Lo sé porque yo era uno de ellos. Mi entusiasmo me convirtió en audiencia meta de la conferencia, pues no solo era lo suficientemente extrovertido como para hablar con la gente, sino que, como la mayoría de los adolescentes, también estaba convencido de que lo sabía todo.

Hablamos brevemente con varios compradores amigables, y nuestro entusiasmo se intensificaba con cada interacción. Al recorrer el área de restaurantes, nos fijamos en un hombre de unos 50 años, solo y un poco desaliñado. Apenas nos reconoció cuando nos acercamos a su mesa y enseguida empezamos a hablar con él.
Antes de que tuviéramos la oportunidad de repetir nuestro monólogo, el hombre suspiró, desvió la mirada y dijo: "Hoy no, chicos".
Cuando se trataba de mis propios amigos no creyentes, a menudo no dialogaba con el objetivo de aprender de ellos.
Con esto en mente, decidí investigar un poco y encuesté a 50 no creyentes. Aunque todos tenían un familiar o un amigo cristiano, cerca del 70% dijo que se sentía incómodo al hablar de religión con esas personas. Cuando se les preguntó por qué, aparecieron palabras como "sermón", "a la defensiva" y "hostilidad". Por temor al rechazo de sus seres queridos o de las personas en posiciones de poder, muchos se sentían obligados a guardar silencio. Un encuestado dijo: "No escuchan para entender, sino para responder".
En la misma encuesta, pregunté qué haría falta para que se sintieran más tranquilos al hablar con un amigo o familiar cristiano. Lamentablemente, algunos dijeron que nunca se sentirían del todo cómodos. Pero la mayoría de las respuestas revelaron algunos anhelos muy básicos y comunes: respeto, diálogo abierto, menor grado de juicio y mayor comprensión.
La última de mis preguntas se refería a las de ellos: ¿qué preguntas relacionadas con la fe tenían, ya sea sobre Dios, las creencias o los demás creyentes? Sus respuestas, en su mayoría, se dividen en categorías generales. Algunos dijeron que ya no tenían preguntas o que estaban demasiado cansados para formularlas. O bien habían estudiado por su cuenta y seguían sin estar convencidos, o habían tenido demasiados líderes de la fe que dejaban de lado sus dudas legítimas.
Otros tenían preguntas concretas sobre la doctrina cristiana, a menudo sobre la tensión entre el libre albedrío y el plan de Dios, y sobre por qué toda la humanidad es responsable de las decisiones individuales de Adán y Eva. También era habitual que expresaran fuertes dudas en torno a la veracidad de las Sagradas Escrituras o que mencionaran su interés por la relación entre la religión y la política.
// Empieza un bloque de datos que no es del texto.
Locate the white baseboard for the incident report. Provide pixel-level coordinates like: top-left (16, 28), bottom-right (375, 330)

Aunque todos tenían un familiar o un amigo cristiano, cerca del 70% dijo que se sentía incómodo al hablar de religión con esas personas.
Varias personas tenían preguntas relacionadas con los cristianos, en concreto por qué algunos creen que está bien atacar a los que no comparten sus creencias, o por qué no someten sus propias creencias al mismo estándar riguroso de cuestionamiento que imponen a los demás. La mayoría de los encuestados se preguntaron por qué las conversaciones sobre el tema tienen que ser tan defensivas y argumentativas si los creyentes poseen la fe que dicen tener.
Quizá la mayor sorpresa de todo el esfuerzo fue que para muchos, el mero hecho de llenar un cuestionario anónimo parecía ser una experiencia catártica. Mientras leía los párrafos de historias y detalles, me preguntaba si esto se debía a que se les había pedido que compartieran sus pensamientos y sabían que alguien estaba interesado y escuchaba.
En cuanto a mí, la realización de la encuesta me proporcionó nuevos conocimientos, no solo acerca de los participantes, sino también de los cristianos en su entorno. A veces, me di cuenta de que fallamos al no ser un público accesible. Y aunque estemos ansiosos por compartir nuestro punto de vista y la razón por la que tenemos esperanza, quizá nuestra disposición a escuchar y oír de verdad —estar atentos, comprender— sea tan importante como el discurso. Estoy convencido de que es ahí donde se pondrá a prueba la sinceridad de nuestro testimonio y se demostrará su valía.